ARU mourns the passing of David Brockhoff

by staff

Australian Rugby is today mourning the passing of one of the greats of the game; former Wallaby player and then coach David (Dave) Brockhoff.

A Wallaby flanker through 26 matches, including eight Tests, between 1949 and 1953; ‘Brock’ as he was affectionately and almost universally known, later coached the Wallabies for six consecutive years between 1974 and 1979.

He also played for New South Wales between 1949 and 1954.

Mr Brockhoff was elected as a life member of the Australian Rugby Union in 2004, and remained enthusiastically involved in the game almost up until the time of his death, being a regular at both Wallabies and NSW Waratahs training sessions, as well as a familiar face at the airport when either side was either departing for, or returning from, an overseas tour.

His contribution to the game was again recognised last year when he was anointed as one of the game’s statesmen.

During his time as a player, Mr Brockhoff shared in Australia’s Bledisloe Cup-winning-series success in New Zealand in 1949, appearing in 10 of the 12 matches as well as both Tests of a series that the Wallabies won 2-nil.

He then featured on the tour of South Africa in 1953, which was his final expedition as part of the Wallaby side, appearing in 10 of the 27 games but missing out on selection in the Test side.

Born in Sydney’s Rose Bay, Mr Brockoff was educated at The Scots College, Sydney, where he appeared in the first XV for three straight years.
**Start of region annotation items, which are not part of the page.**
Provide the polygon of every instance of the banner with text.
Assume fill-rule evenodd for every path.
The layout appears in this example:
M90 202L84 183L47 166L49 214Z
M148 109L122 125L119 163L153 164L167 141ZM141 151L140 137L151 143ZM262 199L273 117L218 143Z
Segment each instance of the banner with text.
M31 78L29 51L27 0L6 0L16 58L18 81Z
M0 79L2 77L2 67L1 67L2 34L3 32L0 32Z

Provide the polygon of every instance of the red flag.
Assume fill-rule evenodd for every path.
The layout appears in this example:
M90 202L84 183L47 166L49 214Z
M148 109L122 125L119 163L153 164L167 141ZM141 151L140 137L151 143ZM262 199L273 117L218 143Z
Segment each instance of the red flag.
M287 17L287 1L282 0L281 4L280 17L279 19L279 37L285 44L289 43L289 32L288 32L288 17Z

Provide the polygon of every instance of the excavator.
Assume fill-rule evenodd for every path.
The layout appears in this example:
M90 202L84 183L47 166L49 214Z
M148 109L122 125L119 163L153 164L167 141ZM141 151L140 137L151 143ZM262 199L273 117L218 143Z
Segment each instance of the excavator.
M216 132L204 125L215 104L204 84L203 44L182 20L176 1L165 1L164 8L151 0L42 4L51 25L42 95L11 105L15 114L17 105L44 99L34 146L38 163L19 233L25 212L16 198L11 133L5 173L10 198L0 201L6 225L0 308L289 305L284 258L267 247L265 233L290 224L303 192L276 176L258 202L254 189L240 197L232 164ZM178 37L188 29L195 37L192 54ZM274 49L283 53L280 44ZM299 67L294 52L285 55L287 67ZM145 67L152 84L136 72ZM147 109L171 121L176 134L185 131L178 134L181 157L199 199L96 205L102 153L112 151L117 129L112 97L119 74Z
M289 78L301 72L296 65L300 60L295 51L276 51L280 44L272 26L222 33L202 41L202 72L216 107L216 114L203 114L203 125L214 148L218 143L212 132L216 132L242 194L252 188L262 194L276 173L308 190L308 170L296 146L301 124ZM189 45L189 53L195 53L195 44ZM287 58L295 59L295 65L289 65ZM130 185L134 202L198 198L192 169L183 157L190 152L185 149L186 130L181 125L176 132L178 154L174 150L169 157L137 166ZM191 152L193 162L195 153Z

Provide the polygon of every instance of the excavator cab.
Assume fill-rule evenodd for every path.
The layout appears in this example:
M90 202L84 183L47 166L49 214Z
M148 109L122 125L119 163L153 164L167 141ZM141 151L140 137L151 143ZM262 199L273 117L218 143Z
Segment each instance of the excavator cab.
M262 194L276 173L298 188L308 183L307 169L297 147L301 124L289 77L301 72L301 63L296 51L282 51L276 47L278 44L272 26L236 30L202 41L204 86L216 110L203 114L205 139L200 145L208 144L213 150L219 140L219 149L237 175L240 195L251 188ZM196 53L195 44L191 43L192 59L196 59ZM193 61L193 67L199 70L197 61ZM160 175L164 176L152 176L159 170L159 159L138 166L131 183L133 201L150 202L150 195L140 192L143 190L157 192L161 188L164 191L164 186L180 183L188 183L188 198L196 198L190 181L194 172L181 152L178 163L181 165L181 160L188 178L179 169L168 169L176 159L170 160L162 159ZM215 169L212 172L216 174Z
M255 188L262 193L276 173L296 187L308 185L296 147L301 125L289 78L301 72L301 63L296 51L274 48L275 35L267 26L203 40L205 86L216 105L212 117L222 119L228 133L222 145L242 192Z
Later enrolled at Sydney University, Mr Brockoff gained blues in rugby union through four consecutive years from 1948 to 1951, playing 95 games for the University club before he joined Eastern Suburbs in 1953.

Mr Brockhoff played on after his time with the Wallabies concluded, offering faithful service as a player with Easts through until 1961.

His love affair with the game then found its way into the coaching sphere, firstly with the Eastern Suburbs fourth grade side in 1963, with whom he won the premiership in his maiden season.

Various coaching roles followed, with Mr Brockhoff returning to University in 1967 where he guided the club’s first grade side to the final.

A year later, Uni beat Manly in the premiership decider (1968), and won the title again in 1972, with Mr Brockhoff continuing in his role with the club until 1974 when he was invited to coach the Wallabies.

He held that post for six consecutive seasons with his tenure concluding in memorable circumstances when Australia beat New Zealand 12-6 in a one-off Test at the Sydney Cricket Ground to regain the Bledisloe Cup.

That success allowed Australia to secure the silverware for the first time since Mr Brockhoff had featured as a player in the 1949 success in New Zealand.

That game is generally regarded – on both sides of the Tasman - as the starting point of the much closer modern rivalry for the Bledisloe Cup.

Mr Brockhoff, who was 83 when he passed away, is survived by his wife Claire, sons John and Peter and daughter Julia.